Put people first
Today’s readings: Joshua 5, 9-12; 2 Cor. 5, 17-21; Luke 15, 1-3.11-32. Jesus was being accused of welcoming sinners and eating with them. In response he gave the famous parable of the prodigal son. Rather than meaning to impart any ethical teaching,...
Today’s readings: Joshua 5, 9-12; 2 Cor. 5, 17-21; Luke 15, 1-3.11-32.
Jesus was being accused of welcoming sinners and eating with them. In response he gave the famous parable of the prodigal son. Rather than meaning to impart any ethical teaching, with this story Jesus wanted to correct something in the people’s mind that was distorted.
It is a story in which we can all figure. It is mainly a quest for freedom. As psychologist Gunduz Y H Vassaf writes in Prisoners of Ourselves, “Those who don’t create their own freedoms choose to live with things as they are, limiting themselves to what the establishment offers”.
The parable is about two characters, one who creates his own freedom and through bitter experience learns how to reconnect with himself and hence with where he belongs; the other, in his false security simply discovers himself as his own prisoner.
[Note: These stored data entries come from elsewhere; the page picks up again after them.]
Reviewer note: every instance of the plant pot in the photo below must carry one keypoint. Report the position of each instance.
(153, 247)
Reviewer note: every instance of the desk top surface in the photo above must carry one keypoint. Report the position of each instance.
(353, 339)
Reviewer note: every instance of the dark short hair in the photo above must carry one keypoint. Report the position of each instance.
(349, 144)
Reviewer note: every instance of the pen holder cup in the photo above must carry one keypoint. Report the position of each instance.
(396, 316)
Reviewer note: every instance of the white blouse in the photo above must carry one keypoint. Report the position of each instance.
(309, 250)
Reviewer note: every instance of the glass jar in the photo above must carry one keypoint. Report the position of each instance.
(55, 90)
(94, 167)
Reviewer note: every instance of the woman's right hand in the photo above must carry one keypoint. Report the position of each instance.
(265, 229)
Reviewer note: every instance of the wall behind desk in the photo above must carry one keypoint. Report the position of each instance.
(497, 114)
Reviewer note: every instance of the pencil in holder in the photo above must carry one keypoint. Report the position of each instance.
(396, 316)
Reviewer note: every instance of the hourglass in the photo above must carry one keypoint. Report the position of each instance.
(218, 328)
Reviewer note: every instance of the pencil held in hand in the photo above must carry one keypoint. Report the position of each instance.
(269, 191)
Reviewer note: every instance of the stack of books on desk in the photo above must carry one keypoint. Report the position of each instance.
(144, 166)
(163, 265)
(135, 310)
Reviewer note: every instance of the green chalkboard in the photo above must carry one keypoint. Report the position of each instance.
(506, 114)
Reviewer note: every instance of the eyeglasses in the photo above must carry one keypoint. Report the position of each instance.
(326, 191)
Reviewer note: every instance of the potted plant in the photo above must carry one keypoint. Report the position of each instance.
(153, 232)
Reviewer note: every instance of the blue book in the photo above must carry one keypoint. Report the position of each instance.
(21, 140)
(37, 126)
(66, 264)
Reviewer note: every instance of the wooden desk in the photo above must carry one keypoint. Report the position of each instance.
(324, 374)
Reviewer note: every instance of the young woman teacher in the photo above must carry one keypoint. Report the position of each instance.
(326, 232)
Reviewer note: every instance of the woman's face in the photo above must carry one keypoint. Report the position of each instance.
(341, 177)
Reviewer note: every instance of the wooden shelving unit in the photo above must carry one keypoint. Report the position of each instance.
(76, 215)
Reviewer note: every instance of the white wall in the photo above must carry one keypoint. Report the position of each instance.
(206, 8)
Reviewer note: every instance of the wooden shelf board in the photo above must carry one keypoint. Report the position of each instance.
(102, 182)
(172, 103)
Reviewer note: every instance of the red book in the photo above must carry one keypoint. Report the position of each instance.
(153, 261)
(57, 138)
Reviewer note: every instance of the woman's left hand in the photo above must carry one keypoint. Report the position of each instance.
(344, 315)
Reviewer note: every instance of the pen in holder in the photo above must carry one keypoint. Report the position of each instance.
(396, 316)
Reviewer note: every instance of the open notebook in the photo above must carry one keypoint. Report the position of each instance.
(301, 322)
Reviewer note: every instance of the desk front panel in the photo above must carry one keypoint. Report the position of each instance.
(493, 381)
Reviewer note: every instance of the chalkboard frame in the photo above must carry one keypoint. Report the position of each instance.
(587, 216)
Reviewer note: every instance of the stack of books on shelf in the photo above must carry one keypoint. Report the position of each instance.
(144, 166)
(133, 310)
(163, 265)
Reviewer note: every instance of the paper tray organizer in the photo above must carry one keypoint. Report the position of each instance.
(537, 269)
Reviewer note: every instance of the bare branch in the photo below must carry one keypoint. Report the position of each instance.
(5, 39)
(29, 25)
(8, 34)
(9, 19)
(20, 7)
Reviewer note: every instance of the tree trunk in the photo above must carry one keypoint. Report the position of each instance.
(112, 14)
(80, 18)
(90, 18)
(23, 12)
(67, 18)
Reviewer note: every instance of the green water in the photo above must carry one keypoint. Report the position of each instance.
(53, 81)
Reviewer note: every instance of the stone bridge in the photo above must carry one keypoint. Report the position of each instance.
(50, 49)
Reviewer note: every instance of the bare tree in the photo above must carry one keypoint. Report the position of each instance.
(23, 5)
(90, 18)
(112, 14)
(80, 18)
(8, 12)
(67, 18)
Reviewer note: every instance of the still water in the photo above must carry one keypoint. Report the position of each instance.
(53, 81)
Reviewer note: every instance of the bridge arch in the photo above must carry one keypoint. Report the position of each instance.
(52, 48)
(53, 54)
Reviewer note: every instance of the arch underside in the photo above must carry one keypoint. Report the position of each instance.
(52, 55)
Even religion can offer a false security and end up being a prison.
This is what emerges clearly both in the elder son who remained at home yet was totally alien to the father’s love, and in the Pharisees and scribes whose self-righteous attitude closed them in upon themselves.
We all believe democracy is about choices and that restraints in choosing are infringements of freedom. Yet we who control less and less of what goes on in our lives can easily derive a false sense of strength from choosing. This is what the younger son who chose freely to leave his father’s home went through. His strength became his weakness. It was the freedom he sought that oppressed him, rather than his staying home.
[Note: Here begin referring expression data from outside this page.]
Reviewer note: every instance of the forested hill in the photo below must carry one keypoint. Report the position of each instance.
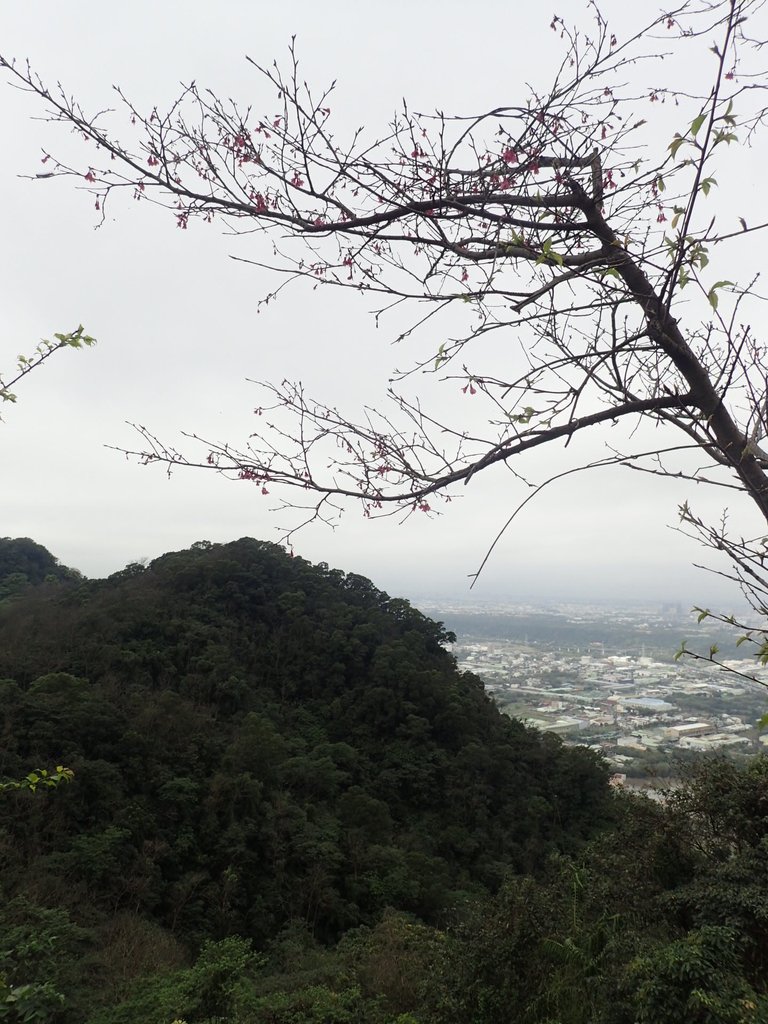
(258, 740)
(289, 807)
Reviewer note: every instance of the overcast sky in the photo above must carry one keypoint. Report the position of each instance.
(178, 333)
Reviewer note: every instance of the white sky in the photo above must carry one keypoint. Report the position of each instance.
(177, 328)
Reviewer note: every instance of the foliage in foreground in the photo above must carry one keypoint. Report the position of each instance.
(290, 808)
Socrates famously said the unconsidered life is not worth living. The way we at times live becomes so vulnerable to chance and so dependent on the choices and actions of others, that life loses its real value. A life well lived on the other hand, is one which has goals, is lived with integrity and is directed by the one who lives it.
Unfortunately, and very misleadingly in line with the behaviour of the Pharisees and scribes at the time of Jesus, we still tend to subject the gospel message to an ethical and juridical frame of mind. This is what Jesus sought to dismantle. He was always on the road through Galilean and Judean villages. His mission was that of an itinerant philosopher, as Luke Timothy Johnson writes in Prophetic Jesus, Prophetic Church. As a free spirit, Jesus was never hostage to any school of thought.
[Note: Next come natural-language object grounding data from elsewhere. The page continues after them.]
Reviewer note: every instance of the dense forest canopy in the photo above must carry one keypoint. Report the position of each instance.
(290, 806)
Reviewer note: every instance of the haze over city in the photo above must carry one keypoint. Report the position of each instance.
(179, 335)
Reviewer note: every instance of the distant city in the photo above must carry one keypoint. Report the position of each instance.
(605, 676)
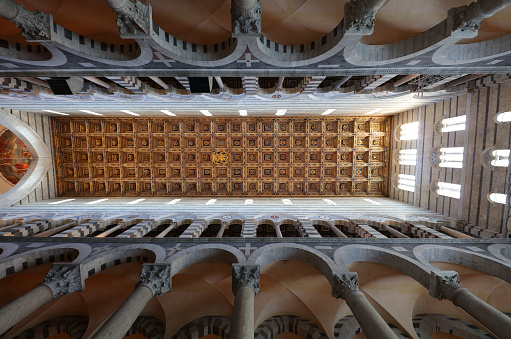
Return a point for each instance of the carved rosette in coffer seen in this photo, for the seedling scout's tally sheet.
(222, 157)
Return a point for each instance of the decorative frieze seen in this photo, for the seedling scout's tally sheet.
(63, 279)
(344, 284)
(156, 277)
(245, 275)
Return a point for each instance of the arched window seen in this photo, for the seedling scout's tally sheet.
(499, 198)
(451, 157)
(454, 124)
(408, 157)
(409, 131)
(503, 117)
(449, 190)
(501, 158)
(406, 182)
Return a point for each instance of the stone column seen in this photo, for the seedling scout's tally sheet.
(345, 286)
(155, 279)
(245, 285)
(446, 285)
(222, 229)
(63, 278)
(277, 230)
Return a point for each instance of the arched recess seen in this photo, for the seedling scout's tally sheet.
(73, 325)
(40, 163)
(120, 255)
(348, 327)
(149, 327)
(428, 253)
(427, 324)
(202, 253)
(272, 327)
(69, 252)
(410, 267)
(275, 252)
(201, 327)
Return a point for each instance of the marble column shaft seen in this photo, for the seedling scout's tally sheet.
(245, 285)
(155, 279)
(346, 287)
(61, 279)
(446, 285)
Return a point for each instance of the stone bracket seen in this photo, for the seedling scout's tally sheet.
(358, 19)
(444, 285)
(34, 25)
(64, 278)
(246, 23)
(344, 284)
(156, 277)
(245, 275)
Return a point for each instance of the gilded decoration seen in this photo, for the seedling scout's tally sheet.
(327, 156)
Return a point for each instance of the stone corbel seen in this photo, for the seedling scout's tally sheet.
(444, 285)
(34, 25)
(344, 284)
(64, 278)
(245, 275)
(246, 22)
(156, 277)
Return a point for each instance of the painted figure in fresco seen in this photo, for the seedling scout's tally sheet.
(15, 157)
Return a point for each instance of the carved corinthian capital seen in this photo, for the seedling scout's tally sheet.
(34, 25)
(245, 275)
(344, 284)
(156, 277)
(133, 18)
(63, 279)
(246, 22)
(445, 285)
(358, 19)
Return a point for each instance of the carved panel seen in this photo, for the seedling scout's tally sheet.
(218, 157)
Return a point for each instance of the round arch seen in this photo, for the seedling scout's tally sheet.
(284, 251)
(202, 253)
(410, 267)
(39, 165)
(428, 253)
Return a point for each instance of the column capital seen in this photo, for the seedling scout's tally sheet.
(344, 284)
(34, 25)
(246, 22)
(445, 285)
(156, 277)
(63, 278)
(133, 17)
(245, 275)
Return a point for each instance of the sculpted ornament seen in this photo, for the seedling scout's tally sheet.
(246, 22)
(156, 277)
(446, 285)
(344, 284)
(34, 25)
(63, 279)
(245, 275)
(358, 18)
(133, 18)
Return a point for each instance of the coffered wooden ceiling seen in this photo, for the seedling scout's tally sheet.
(222, 157)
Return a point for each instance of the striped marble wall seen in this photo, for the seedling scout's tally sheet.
(491, 95)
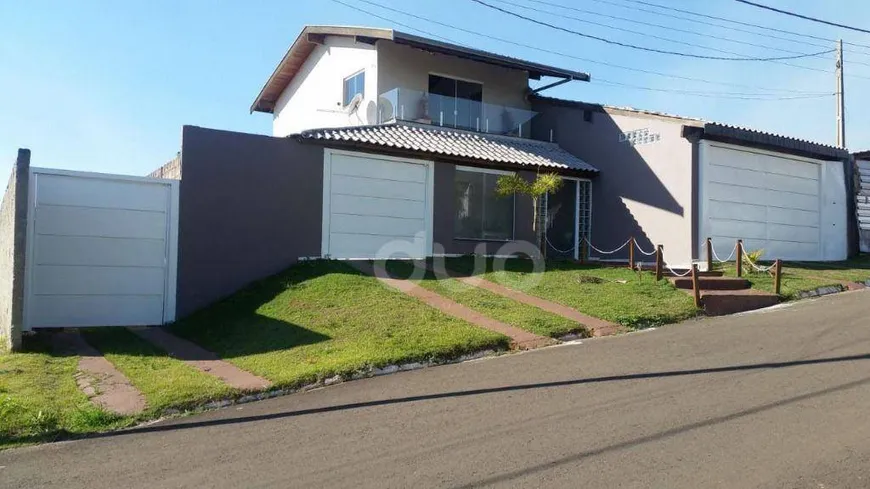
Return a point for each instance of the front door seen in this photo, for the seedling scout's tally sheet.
(568, 218)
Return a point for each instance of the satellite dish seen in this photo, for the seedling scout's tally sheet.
(354, 103)
(372, 113)
(385, 109)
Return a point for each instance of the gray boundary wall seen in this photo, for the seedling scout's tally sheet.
(249, 207)
(13, 243)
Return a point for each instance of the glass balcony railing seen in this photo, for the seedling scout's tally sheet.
(417, 106)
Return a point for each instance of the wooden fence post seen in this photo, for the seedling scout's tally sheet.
(696, 288)
(659, 263)
(777, 279)
(709, 255)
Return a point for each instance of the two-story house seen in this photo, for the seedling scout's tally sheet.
(425, 130)
(387, 144)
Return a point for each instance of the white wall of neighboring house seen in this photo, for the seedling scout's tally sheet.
(314, 98)
(793, 208)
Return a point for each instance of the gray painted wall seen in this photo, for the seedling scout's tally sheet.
(444, 216)
(13, 242)
(646, 191)
(249, 207)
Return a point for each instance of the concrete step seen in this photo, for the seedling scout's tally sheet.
(712, 283)
(682, 272)
(722, 302)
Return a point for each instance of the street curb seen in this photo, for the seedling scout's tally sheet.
(334, 380)
(820, 291)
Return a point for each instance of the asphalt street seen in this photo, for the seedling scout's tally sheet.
(773, 399)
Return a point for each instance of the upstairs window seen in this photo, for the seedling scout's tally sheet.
(353, 85)
(456, 103)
Jesus’ proclamation was never meant first and foremost to distinguish between the good and the bad. God's love as proclaimed in today's parable often puts the self-righteous in our communities in a very uncomfortable position because Jesus questions those who accredit their goodness to none other than themselves.
Diarmuid O’Murchu, in Christianity's Dangerous Memory, writes: “Christian faith is much bigger, deeper, and more challenging than churches have ever acknowledged or proclaimed”. Jesus never meant to uphold any religious status quo and, if we listen with the heart, 2,000 years later his words are still challenging. He has been over-spiritualised and today we are called to reclaim what was lost along the way.
The more the Church remains trapped in its juridical frame of mind, the less we grasp the core of the gospel message. In today’s parable, the elder son argued that the father's welcome was not fair. His way of arguing was quite logical, yet it kept him from connecting with his father. The other, a perfect transgressor, distanced himself only to experience more profoundly a true home-coming which was transformative.
We may have very clear ideas about what is right or wrong. But Jesus’ proclamation is not about that and this makes his gospel destabilising, for the religious leaders of his time and for the Church in our time.
We can continue to choose ‘public order’ at the expense of genuine searchers of God. The choice is one of content and approach, rendering our faith communities similar either to the welcoming father or the angry brother. Jesus always puts people first, not order, even if it makes him a threat to the religious establishment.